No
dia seguinte, como eu estivesse a preparar-me para descer, entrou no
meu quarto uma borboleta, tão negra como a outra, e muito maior do
que ela. Lembrou-me o caso da véspera, e ri-me; entrei logo a pensar
na filha de Dona Eusébia, no susto que tivera e na dignidade que,
apesar dele, soube conservar. A borboleta, depois de esvoaçar muito
em torno de mim, pousou-me na testa. Sacudi-a, ela foi pousar na
vidraça; e, porque eu sacudisse de novo, saiu dali e veio parar em
cima de um velho retrato de meu pai.
Era
negra como a noite; e o gesto brando com que, uma vez posta, começou
a mover as asas, tinha um certo ar escarninho, uma espécie de ironia
mefistofélica, que me aborreceu muito. Dei de ombros, saí do
quarto; mas tornando lá, minutos depois, e achando-a ainda no mesmo
lugar, senti um repelão dos nervos, lancei mão de uma toalha,
bati-lhe e ela caiu.
Não
caiu morta; ainda torcia o corpo e movia as farpinhas da cabeça.
Apiedei-me; tomei-a na palma da mão e fui depô-la no peitoril da
janela. Era tarde; a infeliz expirou dentro de alguns segundos.
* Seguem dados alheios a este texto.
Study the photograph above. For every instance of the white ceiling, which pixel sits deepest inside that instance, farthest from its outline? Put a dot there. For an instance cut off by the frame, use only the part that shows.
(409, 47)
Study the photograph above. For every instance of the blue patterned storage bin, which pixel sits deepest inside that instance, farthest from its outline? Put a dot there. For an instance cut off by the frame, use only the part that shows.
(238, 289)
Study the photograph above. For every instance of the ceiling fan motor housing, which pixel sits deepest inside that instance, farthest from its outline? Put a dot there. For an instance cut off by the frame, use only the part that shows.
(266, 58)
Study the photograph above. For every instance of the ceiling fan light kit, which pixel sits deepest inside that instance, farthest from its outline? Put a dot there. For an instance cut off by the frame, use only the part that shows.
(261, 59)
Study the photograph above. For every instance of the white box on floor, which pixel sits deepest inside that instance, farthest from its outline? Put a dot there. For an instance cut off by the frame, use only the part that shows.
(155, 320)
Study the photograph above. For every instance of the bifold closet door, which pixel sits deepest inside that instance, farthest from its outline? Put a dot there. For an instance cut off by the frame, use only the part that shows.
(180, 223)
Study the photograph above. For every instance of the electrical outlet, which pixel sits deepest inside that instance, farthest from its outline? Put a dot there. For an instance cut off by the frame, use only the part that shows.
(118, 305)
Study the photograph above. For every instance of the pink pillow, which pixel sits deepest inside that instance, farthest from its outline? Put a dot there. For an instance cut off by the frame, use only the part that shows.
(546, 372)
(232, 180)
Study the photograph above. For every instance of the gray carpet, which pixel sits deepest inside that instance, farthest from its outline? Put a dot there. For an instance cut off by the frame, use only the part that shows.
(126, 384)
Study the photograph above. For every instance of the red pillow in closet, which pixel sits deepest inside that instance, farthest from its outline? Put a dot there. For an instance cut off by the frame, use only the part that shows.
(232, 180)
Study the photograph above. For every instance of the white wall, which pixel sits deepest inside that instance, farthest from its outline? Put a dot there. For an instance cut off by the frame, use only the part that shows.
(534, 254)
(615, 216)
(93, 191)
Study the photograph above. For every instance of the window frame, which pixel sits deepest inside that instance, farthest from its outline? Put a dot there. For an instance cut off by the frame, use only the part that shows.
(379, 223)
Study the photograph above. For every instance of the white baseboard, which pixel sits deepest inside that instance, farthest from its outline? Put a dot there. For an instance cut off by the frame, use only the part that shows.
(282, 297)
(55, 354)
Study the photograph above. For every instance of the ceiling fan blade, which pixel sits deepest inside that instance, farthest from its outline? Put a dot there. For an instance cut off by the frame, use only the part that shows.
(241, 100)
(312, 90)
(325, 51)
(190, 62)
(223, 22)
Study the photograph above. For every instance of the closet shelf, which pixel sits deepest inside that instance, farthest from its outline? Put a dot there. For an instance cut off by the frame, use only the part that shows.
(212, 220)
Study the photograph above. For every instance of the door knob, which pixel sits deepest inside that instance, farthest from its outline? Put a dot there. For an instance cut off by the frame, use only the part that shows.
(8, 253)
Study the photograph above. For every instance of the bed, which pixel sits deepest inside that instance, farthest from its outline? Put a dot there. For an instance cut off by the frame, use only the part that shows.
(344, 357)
Fiquei um pouco aborrecido, incomodado.
– Também
por que diabo não era ela azul? disse eu comigo.
E
esta reflexão, – uma das mais profundas que se tem feito desde a
invenção das borboletas, – me consolou do malefício, e me
reconciliou comigo mesmo. Deixei-me estar a contemplar o cadáver,
com alguma simpatia, confesso. Imaginei que ela saíra do mato,
almoçada e feliz. A manhã era linda. Veio por ali fora, modesta e
negra, espairecendo as suas borboletices, sob a vasta cúpula de um
céu azul, que é sempre azul, para todas as asas. Passa pela minha
janela, entra e dá comigo. Suponho que nunca teria visto um homem;
não sabia, portanto, o que era o homem; descreveu infinitas voltas
em torno do meu corpo, e viu que me movia, que tinha olhos, braços,
pernas, um ar divino, uma estatura colossal. Então disse consigo:
“Este é provavelmente o inventor das borboletas.”
A
ideia subjugou-a, aterrou-a; mas o medo, que é também sugestivo,
insinuou-lhe que o melhor modo de agradar ao seu criador era beijá-lo
na testa, e ela beijou-me na testa.
Quando
enxotada por mim, foi pousar na vidraça, viu dali o retrato de meu
pai, e não é impossível que descobrisse meia verdade, a saber, que
estava ali o pai do inventor das borboletas, e voou a pedir-lhe
misericórdia.
Pois
um golpe de toalha rematou a aventura. Não lhe valeu a imensidade
azul, nem a alegria das flores, nem a pompa das folhas verdes, contra
uma toalha de rosto, dois palmos de linho cru. Vejam como é bom ser
superior às borboletas! Porque, é justo dizê-lo, se ela fosse
azul, ou cor de laranja, não teria mais segura a vida; não era
impossível que eu a atravessasse com um alfinete, para recreio dos
olhos.
Não
era. Esta última ideia restituiu-me a consolação; uni o dedo
grande ao polegar, despedi um piparote e o cadáver caiu no jardim.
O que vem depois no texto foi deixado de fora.